Although these sectors share much genetic material in common, there is one place in which they substantially differ: Broadcasters have always lived by the “if you build it, they will come” premise, in that if you begin to offer adequately compelling service, consumers will find their own way to receive it.
Another view of this approach is the chicken-and-egg argument, in which one party has to start the process with speculative investment, hoping that a second party eventually will reward the first’s proactive step by matching the buy-in.
Telcos typically avoid such “faith-based initiatives,” preferring to invest in new services that have a much more defined response rate. In other words, when a telco fires up a new cellular tower, for example, it can start collecting revenue based on the new service directly, on day one.

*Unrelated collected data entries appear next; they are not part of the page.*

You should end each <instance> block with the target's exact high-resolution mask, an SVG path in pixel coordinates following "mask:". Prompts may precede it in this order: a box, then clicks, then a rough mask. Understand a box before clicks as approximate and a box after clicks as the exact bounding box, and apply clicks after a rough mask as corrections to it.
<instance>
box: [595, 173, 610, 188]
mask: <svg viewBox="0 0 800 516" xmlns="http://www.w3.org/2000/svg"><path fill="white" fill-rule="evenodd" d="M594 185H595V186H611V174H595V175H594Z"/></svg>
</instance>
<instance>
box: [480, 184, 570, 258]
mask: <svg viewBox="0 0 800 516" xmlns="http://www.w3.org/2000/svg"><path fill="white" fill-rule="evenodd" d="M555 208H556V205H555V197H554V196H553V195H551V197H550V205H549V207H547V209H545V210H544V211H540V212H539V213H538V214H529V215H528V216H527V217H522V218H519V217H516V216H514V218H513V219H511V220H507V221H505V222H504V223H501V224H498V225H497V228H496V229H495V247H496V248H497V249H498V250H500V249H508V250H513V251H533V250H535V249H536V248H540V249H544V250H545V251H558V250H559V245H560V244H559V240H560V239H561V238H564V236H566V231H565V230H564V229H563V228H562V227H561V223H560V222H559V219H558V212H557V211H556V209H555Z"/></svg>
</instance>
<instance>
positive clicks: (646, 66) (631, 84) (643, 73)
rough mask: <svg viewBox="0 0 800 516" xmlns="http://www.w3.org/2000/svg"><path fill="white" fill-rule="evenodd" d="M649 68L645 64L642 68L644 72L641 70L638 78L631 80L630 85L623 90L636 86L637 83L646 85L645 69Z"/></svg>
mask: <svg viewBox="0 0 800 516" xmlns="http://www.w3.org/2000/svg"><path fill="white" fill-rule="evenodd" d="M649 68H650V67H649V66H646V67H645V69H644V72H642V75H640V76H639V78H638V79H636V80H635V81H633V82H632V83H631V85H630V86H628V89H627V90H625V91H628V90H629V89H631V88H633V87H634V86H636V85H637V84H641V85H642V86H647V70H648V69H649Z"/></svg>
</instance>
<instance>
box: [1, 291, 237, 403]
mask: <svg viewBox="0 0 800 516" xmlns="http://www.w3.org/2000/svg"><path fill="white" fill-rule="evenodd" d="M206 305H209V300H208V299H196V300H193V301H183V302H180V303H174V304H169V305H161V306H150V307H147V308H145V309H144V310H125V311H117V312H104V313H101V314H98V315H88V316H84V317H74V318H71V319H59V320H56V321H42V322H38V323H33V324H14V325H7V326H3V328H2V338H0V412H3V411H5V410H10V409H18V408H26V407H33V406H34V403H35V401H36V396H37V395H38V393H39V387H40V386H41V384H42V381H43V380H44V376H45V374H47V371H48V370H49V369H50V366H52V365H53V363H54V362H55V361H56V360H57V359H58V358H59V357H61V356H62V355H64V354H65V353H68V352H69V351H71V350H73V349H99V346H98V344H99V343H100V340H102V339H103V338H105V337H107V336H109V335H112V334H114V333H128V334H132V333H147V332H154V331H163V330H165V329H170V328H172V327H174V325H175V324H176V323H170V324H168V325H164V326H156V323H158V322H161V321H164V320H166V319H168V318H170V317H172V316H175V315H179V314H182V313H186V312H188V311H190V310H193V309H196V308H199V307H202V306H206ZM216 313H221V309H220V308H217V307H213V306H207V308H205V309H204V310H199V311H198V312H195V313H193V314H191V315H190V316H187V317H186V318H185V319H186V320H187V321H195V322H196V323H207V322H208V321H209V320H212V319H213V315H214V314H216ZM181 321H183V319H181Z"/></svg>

(Some of the device subsidies mentioned above that are offered to consumers often are accompanied by long-term contract agreements, so further revenue assurances are gained by service providers in the process.)
The horizontal service model has a longer and less direct incubation process before net-positive revenue appears. While the ultimate profitability of this approach may eventually be greater, it is a riskier proposition.
In the old days, this risk was fairly slight, given that scarce spectrum meant competition among licensed broadcasters was relatively low and well defined.
But in today’s multi-platform world of greatly increased competitiveness and uncertainty, returns on the speculative investment model are less assured. Thus the traditional telco approach, with a vertical (i.e., end-to-end, or “managed”) transmission/reception model are of increased value within a rich service-provider world.
Perhaps the greatest advantage to the service provider of the vertical model arises from the unilateral ability it provides to determine what services will be available on the device.
In a corollary of the new Golden Rule (“He who has the gold makes the rules”), if the service provider is footing the bill for the device development, deployment and promotion, that provider can also dictate which services will be receivable on the device, and perhaps more important, which services will not be.
The latter proviso may allow the service provider to require the purveyors of certain content or services to “pay to play,” meaning that these third parties will have to work out a deal with the service provider in order to get their wares aboard a particular device or platform.
This could particularly affect broadcasters if they wish to have AM/FM receivers (analog or IBOC digital) included on multifunction devices like satellite radios or wireless phones and PDAs.
The conventional wisdom for broadcasters has long favored the horizontal market, where no cost or promotional burden for deployment of receivers is borne by service providers.
We are now moving to an era in which this notion may become outdated. Competitive services are pushing hard to deploy dedicated, standalone receivers for their services, and/or have their receiver chips embedded in new converged devices, in hopes that such short-term, front-end loading of costs will reap long-term revenue benefits.
So the new spin on the old premise tells us that in terms of new service-deployment success, you get what you pay for. In other words, if broadcasters continue to rely on zero investment in receiver deployment (i.e., remaining with a pure horizontal strategy), they may end up with a dwindling base of new users.
It’s a new world, and one in which the old rules may no longer apply.